At the time, more than 20% of the American-funded malaria drugs were diverted annually, with a street value of about $60 million, according to inside government sources cited in the news story. U.S. government officials didn’t even pretend to be surprised, instead acknowledging that they have long known that malaria drugs financed by American taxpayers are regularly stolen in Africa. “This is not the first report of theft or illegal diversion,” USAID admitted in a statement years ago. As far back as 2010 drugs “intended for use in public sector clinics in several East African countries were found being sold in informal pharmacies and medicine vendors in West African countries,” the statement further said, adding that other “reports have been received since then, documenting additional instances of theft involving drugs and other malaria commodities…”
Three years later Judicial Watch reported that the swindling continued in full force. By then the problem had gotten so out of control that USAID launched “malaria hotlines” to offer cash rewards for information about the illicit operations that have fleeced American taxpayers out of tens of millions of dollars. That same year the USAID Inspector General announced that eight people were arrested in Guinea for illicit sale of antimalarial drugs provided by the U.S. The watchdog launched a probe after receiving reports that the drugs, typically made available at no cost, were being unlawfully sold in marketplaces throughout Guinea’s capital city of Conakry. The U.S. provides the medication via a program called President’s Malaria Initiative (PMI) and since 2002 Uncle Sam has dedicated north of $10 billion to curb an epidemic of malaria in Africa.
The men recently charged with conspiracy and theft of government property are nationals of the Democratic Republic of Congo (DRC). The feds say they stole thousands of doses antimalarial medication funded by the U.S. for resale on the black market in east Africa. The federal prosecutor handling the case estimates that hundreds of thousands of people could have been saved with the medicines the defendants, Rene Djessa and Daniel Ohoyo, stole. “They stole life-saving antimalarial medicines and sold them on the black market,” the prosecutor said in a statement issued by the Department of Justice (DOJ). It’s important to note that the Congolese defendants are not in custody and remain at large, which means they’re probably laughing at the indictment filed nearly 7,000 miles away. Djessa and Ohoyo got busted selling nearly 2,100 dispenser boxes of stolen malaria drugs worth approximately $63,000, according to the indictment.

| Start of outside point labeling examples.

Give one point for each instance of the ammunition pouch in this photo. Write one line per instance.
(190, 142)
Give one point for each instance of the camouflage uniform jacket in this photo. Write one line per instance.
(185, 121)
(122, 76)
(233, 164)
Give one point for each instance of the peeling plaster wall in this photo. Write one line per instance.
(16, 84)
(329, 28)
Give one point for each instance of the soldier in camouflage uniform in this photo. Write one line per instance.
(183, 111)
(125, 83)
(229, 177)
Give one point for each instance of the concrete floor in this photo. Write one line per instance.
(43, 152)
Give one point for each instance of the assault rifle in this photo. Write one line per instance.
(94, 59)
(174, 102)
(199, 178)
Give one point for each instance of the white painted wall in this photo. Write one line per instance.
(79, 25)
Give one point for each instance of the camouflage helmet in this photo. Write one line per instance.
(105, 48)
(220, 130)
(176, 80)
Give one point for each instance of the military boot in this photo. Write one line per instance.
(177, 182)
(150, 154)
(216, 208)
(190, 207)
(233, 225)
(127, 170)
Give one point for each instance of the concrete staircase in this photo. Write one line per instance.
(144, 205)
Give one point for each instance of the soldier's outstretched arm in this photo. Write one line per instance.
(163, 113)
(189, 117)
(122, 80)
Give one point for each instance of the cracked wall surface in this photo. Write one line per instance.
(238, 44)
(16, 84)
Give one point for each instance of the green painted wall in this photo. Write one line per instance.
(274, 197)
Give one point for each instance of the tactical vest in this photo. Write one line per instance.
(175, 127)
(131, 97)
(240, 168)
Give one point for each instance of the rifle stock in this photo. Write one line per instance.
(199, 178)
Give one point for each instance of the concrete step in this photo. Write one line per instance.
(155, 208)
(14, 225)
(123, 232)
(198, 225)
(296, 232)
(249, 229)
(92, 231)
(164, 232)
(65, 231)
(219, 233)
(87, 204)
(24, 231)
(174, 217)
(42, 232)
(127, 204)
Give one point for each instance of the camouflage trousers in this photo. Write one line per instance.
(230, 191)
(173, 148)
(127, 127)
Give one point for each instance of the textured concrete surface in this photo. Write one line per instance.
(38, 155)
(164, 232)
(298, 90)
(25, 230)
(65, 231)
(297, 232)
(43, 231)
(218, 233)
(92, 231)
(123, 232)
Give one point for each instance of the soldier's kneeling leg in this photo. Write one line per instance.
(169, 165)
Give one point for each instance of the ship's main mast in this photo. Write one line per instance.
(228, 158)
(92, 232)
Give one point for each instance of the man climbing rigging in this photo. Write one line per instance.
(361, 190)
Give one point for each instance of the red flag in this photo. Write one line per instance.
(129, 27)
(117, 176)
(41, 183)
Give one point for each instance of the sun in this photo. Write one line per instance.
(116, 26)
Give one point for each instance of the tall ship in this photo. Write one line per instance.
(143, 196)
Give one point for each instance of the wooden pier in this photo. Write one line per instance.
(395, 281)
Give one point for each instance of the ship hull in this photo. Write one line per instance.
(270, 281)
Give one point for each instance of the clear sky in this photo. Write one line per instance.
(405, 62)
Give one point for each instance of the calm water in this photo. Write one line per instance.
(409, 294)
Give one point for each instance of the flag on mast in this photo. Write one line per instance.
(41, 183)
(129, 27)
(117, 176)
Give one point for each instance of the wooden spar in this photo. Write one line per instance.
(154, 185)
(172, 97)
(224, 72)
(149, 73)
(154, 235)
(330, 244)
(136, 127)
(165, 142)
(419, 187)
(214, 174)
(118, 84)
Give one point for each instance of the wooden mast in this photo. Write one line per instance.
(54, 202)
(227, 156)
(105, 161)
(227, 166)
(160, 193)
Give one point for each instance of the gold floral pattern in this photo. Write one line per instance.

Malaria is a mosquito-borne disease caused by a parasite and symptoms include fever, chills, and flu-like illness. If left untreated, patients could die. It must be diagnosed and treated promptly with the antimalarial drugs provided by the U.S. government to keep the illness from infecting communities. An estimated 216 million cases of malaria occurred worldwide in 2016, according to the Centers for Disease Control and Prevention (CDC), with 445,000 resulting in death. Most of them were children in the African region, the CDC reveals. The vast majority of malaria cases in the U.S. — about 1,700 annually — involve travelers and immigrants returning from foreign countries with high incidence of malaria, mainly sub-Saharan Africa and South Asia. Through a variety of programs, the U.S. government has spent billions of dollars to combat malaria in Africa in the last few years. One USAID program alone has dedicated north of $72 million since 2011 to give 19 African countries free malaria drugs, $15 million in 2016 alone.